There is no evidence that the maintenance provisions specified in the law were ever enacted, although the DOT has often cooperated in the refurbishment of markers by providing paint and sometimes assisting in the process of repainting. The Historical Survey has sent out fact sheets outlining alternative methods for the refurbishment of markers, and local persons have often been able to enlist the support of their county or town highway departments in this process.
The results are mixed, however, with some jurisdictions having all their markers routinely repainted, and others with little or no effort underway. We have encouraged local community marker maintenance projects [Scouts, historical societies, etc.] But it has been frequently revealed that people believe it is the State's responsibility to paint these markers, and they often fear that it would actually be a violation for anyone to undertake that on their own!

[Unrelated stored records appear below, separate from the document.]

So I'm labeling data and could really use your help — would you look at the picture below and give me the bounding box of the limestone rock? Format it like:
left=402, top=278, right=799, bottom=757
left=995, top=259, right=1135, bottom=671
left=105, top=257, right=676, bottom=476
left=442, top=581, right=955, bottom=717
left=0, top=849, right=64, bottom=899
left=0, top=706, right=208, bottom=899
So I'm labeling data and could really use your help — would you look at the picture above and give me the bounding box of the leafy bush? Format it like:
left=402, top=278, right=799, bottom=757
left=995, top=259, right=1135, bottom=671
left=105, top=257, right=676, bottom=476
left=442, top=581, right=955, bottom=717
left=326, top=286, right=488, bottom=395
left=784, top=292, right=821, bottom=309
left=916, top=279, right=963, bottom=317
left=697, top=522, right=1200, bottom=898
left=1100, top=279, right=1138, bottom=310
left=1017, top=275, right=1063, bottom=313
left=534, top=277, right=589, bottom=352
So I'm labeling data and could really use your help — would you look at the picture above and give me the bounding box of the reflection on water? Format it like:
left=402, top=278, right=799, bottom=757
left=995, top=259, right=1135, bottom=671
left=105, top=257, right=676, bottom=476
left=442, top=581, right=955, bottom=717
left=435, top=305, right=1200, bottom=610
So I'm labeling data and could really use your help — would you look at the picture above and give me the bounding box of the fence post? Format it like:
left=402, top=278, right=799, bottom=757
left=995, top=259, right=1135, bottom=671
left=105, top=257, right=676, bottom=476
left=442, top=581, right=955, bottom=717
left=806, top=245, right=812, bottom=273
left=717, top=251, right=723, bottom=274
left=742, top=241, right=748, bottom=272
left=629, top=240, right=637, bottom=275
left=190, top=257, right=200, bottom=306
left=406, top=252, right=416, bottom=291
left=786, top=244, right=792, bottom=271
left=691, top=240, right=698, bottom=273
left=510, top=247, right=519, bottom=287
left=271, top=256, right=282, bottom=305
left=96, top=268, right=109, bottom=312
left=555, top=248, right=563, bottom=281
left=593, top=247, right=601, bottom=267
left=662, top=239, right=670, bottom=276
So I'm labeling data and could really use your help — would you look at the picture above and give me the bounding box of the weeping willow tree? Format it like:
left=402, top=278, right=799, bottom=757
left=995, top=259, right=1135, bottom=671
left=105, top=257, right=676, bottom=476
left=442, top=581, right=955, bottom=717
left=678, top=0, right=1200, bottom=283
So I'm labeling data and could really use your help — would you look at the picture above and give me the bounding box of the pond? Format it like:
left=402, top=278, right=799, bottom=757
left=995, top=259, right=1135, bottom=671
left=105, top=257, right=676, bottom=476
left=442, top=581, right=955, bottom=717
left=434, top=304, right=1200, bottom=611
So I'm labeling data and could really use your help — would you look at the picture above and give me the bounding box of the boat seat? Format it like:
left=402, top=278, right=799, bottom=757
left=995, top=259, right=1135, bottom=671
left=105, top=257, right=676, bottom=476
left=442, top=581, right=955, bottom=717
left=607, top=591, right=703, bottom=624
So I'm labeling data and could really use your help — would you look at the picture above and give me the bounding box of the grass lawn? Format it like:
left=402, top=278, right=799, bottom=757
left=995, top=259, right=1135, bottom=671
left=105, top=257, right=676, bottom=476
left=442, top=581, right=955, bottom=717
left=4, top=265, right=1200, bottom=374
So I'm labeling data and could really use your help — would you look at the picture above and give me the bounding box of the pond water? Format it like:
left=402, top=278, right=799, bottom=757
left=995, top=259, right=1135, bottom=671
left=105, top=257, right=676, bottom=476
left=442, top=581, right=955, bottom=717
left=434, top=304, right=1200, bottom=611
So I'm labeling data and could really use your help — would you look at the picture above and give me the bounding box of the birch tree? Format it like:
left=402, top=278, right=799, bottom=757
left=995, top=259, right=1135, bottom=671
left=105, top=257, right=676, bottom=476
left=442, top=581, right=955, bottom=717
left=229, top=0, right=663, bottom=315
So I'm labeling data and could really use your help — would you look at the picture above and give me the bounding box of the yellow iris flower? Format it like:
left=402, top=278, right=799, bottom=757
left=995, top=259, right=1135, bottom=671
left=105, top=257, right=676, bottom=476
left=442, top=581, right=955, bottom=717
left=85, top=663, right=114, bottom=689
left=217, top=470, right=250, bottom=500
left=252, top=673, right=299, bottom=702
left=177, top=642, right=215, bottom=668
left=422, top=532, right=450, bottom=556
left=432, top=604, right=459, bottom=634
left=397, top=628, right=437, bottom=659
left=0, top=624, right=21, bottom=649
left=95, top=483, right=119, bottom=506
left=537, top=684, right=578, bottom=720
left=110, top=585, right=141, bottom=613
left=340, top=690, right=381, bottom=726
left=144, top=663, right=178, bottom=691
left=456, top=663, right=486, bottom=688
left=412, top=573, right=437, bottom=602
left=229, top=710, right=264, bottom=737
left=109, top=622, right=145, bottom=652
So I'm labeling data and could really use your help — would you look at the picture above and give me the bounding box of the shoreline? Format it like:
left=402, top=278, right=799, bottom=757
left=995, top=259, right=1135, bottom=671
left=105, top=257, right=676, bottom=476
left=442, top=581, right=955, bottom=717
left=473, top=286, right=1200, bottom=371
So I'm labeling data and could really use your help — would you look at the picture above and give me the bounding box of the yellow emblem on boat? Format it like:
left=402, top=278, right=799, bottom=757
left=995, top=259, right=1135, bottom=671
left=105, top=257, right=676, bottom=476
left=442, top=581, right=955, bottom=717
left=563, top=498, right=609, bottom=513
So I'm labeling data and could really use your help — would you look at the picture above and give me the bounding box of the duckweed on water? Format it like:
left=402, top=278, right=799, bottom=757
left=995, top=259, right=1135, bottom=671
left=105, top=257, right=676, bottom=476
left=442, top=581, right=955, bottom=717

Evidence of interest in historic markers, both past and future, is undeniable, and the "program" remains one of the most visible representations of New York State's interest in local history and cultural education. These markers represent captions on a field exhibit of roadside history, and although the slow-paced world of emerging tourism that prompted their initial creation in the late 1920s has long since passed, their value in modern heritage tourism initiatives continues. Every heritage tourism prospectus contains a section on signage and the identification of heritage trails and sites through some form of marker program.
Given the long history of the New York State Historic Marker Program, and the fact that it presents a readily recognizable format for historic site designation and community-based cultural resource interpretation, it is not surprising that there is continued interest. In addition, there is a continuing respect for these markers as evidence of the confirmation of site significance, even though they do not, in fact, convey any protection to the resources they designate beyond the process of alerting the public.
Increasingly, as public recollection fades, these markers are often the only remnant of the local history they represent, particularly where archeological sites are involved. Over the past decades more than once a significant archeological site has been saved from inadvertant damage during public construction and development because a marker announced its existence where no other evidence of it remained.
The Millennium Commemoration will, as did the Revolutionary War Bicentennial before it  and the Sesquicentennial of the American Revolution which started this program 70 years ago, focus attention on History in general, and New York State History in particular. It will be a time when communities and local historical organizations, as well as schools, seek ways in which to mark the event. Historic markers remain one of the most effective ways to identify and interpret undocumented local sites, and in so doing, to commemorate places of significance in the history of the State and Nation.